Но сейчас – не надо. Потому что некоторые вещи существуют именно в зазоре между словами. В том промежутке, где язык заканчивается и начинается что-то другое. Что-то, что она могла видеть – как цвет, как текстуру – но не могла перевести. Не на английский. Не на японский. Не на русский. Ни на один из девяти её языков и ни на один из шести тысяч языков мира.
Тобиас смотрел на неё. В первый раз за ночь – смотрел.
И индиго стал таким ярким, таким плотным, таким невозможно живым, что Маре на секунду зажмурилась – не от света, света не было – от интенсивности. Как будто кто-то внутри её головы повернул тот самый регулятор громкости, которого у неё не было, на максимум, и вся палитра восприятия резанула по нервам разом – восемьсот сорок семь оттенков, и каждый на предельной яркости.

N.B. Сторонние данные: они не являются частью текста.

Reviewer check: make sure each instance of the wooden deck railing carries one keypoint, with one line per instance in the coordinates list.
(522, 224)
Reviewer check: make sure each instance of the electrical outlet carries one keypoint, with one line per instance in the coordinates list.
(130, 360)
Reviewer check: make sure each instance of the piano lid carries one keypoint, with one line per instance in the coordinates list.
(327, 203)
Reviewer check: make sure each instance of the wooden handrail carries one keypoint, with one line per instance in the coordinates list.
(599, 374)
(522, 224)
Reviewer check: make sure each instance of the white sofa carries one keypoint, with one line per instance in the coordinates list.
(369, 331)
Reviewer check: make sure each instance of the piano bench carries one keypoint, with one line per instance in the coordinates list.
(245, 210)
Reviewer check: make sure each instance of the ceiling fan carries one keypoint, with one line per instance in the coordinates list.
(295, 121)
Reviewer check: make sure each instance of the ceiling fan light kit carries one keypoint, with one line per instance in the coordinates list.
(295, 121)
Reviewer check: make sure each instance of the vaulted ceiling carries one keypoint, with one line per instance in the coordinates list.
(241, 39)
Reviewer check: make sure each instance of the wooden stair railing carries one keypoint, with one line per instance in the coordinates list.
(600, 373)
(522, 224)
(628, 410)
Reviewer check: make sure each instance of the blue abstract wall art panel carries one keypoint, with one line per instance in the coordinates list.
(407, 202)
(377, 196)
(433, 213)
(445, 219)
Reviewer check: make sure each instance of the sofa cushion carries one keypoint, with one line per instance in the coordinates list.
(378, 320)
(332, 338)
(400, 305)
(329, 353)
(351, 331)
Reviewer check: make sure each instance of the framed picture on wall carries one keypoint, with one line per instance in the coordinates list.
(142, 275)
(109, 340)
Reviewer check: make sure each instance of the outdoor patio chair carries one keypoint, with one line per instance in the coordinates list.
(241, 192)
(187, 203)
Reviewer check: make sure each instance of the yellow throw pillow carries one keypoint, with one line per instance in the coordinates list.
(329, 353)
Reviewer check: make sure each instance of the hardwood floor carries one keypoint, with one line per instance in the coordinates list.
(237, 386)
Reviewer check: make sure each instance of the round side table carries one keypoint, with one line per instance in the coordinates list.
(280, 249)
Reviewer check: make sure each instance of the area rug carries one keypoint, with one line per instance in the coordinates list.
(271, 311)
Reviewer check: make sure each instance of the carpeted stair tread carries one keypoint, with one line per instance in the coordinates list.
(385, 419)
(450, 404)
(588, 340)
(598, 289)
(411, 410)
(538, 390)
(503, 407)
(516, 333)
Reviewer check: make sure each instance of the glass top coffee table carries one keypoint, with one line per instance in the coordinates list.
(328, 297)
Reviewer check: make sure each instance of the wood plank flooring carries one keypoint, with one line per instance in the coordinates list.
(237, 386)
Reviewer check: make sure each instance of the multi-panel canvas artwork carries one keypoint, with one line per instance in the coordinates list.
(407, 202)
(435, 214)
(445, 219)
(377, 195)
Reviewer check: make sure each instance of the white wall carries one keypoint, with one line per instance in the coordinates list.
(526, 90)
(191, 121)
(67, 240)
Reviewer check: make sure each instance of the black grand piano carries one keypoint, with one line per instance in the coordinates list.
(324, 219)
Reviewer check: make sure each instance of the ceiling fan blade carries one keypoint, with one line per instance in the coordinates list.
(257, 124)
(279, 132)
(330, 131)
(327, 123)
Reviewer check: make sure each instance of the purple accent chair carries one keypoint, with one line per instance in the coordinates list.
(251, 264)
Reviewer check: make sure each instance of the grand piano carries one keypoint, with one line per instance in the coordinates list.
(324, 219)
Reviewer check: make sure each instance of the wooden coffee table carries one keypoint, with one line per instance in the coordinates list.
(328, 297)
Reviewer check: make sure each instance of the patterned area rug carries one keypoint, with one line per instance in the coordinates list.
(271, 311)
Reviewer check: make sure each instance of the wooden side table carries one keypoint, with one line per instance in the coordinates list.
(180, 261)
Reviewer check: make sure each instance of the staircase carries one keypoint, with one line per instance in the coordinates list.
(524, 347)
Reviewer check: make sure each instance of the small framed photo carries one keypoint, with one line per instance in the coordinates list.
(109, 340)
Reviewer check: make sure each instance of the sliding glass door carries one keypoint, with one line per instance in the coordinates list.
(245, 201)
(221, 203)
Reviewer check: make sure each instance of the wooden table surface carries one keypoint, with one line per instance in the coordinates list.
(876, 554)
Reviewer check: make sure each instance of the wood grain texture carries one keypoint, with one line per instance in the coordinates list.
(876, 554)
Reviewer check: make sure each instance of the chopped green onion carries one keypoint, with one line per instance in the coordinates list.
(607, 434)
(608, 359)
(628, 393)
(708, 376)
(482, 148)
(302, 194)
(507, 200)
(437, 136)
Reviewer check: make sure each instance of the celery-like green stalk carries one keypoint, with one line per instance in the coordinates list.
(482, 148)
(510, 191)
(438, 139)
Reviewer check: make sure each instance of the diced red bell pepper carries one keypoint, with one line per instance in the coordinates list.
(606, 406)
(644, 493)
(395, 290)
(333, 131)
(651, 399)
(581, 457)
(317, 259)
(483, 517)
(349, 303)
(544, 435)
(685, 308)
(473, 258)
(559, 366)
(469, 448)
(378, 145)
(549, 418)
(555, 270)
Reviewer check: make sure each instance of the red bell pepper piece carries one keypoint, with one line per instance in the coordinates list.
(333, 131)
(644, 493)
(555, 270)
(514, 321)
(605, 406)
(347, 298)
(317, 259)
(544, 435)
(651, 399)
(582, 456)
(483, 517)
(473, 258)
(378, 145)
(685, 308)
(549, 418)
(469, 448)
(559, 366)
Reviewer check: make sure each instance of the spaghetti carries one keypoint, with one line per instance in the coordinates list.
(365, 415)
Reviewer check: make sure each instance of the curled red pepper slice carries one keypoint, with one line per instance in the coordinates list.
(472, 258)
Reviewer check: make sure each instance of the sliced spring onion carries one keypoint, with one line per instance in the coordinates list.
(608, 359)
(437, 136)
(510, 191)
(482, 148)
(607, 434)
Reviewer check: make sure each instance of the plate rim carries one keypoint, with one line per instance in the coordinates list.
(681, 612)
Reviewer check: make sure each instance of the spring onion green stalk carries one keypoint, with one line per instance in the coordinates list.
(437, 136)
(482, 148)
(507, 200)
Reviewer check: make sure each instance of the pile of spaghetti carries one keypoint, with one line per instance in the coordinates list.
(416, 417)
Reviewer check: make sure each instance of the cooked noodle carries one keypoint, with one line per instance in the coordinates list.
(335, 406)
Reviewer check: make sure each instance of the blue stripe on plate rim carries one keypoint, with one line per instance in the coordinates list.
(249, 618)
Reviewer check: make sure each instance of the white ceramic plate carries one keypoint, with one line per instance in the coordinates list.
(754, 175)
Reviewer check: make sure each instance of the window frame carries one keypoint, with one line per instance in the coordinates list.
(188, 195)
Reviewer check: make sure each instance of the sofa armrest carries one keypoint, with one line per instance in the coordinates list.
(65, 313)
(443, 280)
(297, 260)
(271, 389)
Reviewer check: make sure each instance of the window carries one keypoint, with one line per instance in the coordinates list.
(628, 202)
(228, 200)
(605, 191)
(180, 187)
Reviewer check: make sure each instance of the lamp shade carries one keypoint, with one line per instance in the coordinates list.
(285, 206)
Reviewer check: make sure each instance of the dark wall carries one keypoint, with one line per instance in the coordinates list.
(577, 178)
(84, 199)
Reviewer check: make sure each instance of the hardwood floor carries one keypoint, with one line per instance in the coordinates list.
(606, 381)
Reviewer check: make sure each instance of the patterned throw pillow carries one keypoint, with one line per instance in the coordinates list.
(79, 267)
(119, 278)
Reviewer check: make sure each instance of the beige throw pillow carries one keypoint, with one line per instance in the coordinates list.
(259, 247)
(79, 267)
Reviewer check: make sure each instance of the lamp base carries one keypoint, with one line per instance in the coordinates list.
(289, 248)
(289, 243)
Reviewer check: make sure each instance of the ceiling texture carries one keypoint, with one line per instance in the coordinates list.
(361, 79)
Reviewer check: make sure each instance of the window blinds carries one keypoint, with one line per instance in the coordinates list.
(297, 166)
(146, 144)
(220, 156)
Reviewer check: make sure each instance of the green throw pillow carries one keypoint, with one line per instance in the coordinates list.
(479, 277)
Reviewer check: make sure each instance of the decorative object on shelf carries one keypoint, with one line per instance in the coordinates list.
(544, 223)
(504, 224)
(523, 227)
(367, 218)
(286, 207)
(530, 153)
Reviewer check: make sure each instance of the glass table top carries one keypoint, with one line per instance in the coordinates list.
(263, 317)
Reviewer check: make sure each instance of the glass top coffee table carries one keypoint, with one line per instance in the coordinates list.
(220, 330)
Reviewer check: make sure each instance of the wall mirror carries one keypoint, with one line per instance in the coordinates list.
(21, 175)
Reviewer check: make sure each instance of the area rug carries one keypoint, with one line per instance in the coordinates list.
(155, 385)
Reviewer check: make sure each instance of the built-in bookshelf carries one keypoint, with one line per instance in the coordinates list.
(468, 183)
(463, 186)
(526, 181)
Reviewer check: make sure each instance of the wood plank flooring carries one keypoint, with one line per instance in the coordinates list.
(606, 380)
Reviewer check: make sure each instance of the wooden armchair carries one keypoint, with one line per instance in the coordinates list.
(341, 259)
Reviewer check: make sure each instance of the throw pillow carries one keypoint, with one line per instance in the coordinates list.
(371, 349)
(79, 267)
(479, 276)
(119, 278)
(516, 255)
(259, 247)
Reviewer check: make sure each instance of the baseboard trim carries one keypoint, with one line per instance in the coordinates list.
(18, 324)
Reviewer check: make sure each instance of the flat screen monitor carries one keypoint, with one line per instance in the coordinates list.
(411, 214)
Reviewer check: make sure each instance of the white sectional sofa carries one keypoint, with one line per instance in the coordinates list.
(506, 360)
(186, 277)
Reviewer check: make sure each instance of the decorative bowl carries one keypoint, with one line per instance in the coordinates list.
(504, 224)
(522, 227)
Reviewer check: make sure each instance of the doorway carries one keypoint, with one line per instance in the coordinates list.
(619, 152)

Но в центре, в самой сердцевине этого хроматического взрыва – индиго. Спокойный. Глубокий. Почти чёрный синий с пурпурным отливом. Цвет, которого нет в спектре – мозг его изобретает. Цвет понимания без слов. Цвет присутствия без требований.
Она открыла глаза. Тобиас всё ещё смотрел. И на его лице – она увидела – было что-то такое, чему тоже не было названия. Не улыбка. Не облегчение. Не благодарность. Что-то более простое и одновременно более сложное: признание. Не в том смысле, в каком признаются в любви или в преступлении. В другом. Как будто один человек говорит другому – молча, без слов, одним только фактом того, что сидит напротив в темноте: «Я здесь. Ты здесь. Этого достаточно».
Через несколько минут – пять? семь? – он встал. Прошёл мимо неё к раковине, налил воды, выпил. Стакан тот же, что она ставила. Их руки не соприкоснулись. Не нужно было.